In fact, YOU can help prove this study wrong. Yes, YOU can make a difference, and show that you do think the study is bogus. You can prove it's bogus.

Oh, I'd love to, you say. How can I help, you wonder. It's easy.

Buy my house.

It'll prove I'm lucky after all.

You'll feel good about it in the morning...

Saturday, December 16, 2006

Got power?

Thursday I wrote... "the lights are flicking, time to post" at 11:20 p.m. I logged off, finished some stuff up, and went to bed. I didn't shut out the lights, because just as I was about to shut the lights off, all the power went out. So I just went to bed, listening to wind just howling outdoors.

Est. Time, 2 a.m.

'momma' (crash into wall sound) 'moommma' 'light broke momma light it's dark it's so dark'

I grab my flashlight and go into hall to collect my bear. He's in a t-shirt, because my boys are not big on pants, and I grabbed him up and cuddled him up into my bed, where he asked me to turn on some lights. He fell asleep. The wind picks up and I'm thinking 'oh no, there goes the rest of the fence.' I hear things creaking, things howling, things possibly breaking...

Est. time, 4 a.m.

'MOMMMA moommma' that would be Turbo. If Bear feels slightly nervous in the dark, Turbo is terrified of the dark. I grab the flashlight and collect him. Now I've got both boys in my bed. Turbo wanted to have a conversation about the dark.

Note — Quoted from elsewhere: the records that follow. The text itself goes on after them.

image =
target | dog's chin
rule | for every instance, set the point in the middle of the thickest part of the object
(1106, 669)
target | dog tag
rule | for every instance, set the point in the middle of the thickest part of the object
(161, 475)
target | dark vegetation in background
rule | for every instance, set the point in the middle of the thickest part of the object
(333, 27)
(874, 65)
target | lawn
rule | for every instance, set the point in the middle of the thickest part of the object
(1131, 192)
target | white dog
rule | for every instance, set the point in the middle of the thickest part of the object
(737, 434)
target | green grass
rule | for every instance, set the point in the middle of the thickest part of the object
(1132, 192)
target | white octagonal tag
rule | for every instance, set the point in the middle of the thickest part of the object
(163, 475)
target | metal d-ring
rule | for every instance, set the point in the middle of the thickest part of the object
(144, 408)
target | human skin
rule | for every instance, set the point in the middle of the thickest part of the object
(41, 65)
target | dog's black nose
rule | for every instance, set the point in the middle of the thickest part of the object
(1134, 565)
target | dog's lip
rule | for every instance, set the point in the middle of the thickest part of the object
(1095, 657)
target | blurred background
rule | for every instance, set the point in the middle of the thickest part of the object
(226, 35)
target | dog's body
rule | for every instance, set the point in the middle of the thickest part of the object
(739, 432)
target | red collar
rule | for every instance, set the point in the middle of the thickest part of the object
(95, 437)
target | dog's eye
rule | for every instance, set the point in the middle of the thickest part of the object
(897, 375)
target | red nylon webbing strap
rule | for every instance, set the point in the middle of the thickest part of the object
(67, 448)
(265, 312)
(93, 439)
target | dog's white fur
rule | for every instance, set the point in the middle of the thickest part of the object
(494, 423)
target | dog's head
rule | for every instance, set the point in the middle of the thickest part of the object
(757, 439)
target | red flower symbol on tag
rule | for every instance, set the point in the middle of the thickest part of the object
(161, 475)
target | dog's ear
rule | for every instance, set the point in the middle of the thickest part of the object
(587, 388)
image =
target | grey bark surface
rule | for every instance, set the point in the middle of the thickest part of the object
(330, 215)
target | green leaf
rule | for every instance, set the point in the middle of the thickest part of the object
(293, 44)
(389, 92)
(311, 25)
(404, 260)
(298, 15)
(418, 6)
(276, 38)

Note, my daughter, drama, slept like a log through the whole thing. The worst windstorm in more than a decade, and she sleeps through it...

Friday

Est. time, 8 a.m. phone rings, but no one is there, I can't get service anymore. All I can do is send text messages every third attempt. Power still out. I figure, well, (becasue I had no way of hearing news) I'll get in my truck and just go to Starbucks. Pack up all the kids, head out, and realize, wow, all the traffic lights don't work. At all. Go home. Grumbling. NO COFFEE!

Later on, I find out Fred Myer is open and another grocery store, they are on generator power. Based on prior experience of people not being idiots on the road, I head out. Basically, every driver treated the light intersections like four way stops. They were very courteous.

Apparently, Fred Myer is the place to be during a power outage. It was packed. I bought Thomas pajamas for the boys, since they didn't have warm pajamas and it looked like the power would be off for the day and night. They were out of D batteries but that was okay, I already had some.

It's amazing, the human drive to go out and congregate when your creature comforts are taken away. I think we'd be a lot more social as a nation if we had less toys to keep us occupied at home. I mean, people were laughing and chatting and buying canned goods, clothes, Christmas trees, food for grills since nobody could actually use their electric ovens, things like that...

I also picked up some cold dinner goodies. All my refrigerated products were already outside, keeping cool in the freezing cold. Except for my turkey which was hardly likely to defrost in 24 hours.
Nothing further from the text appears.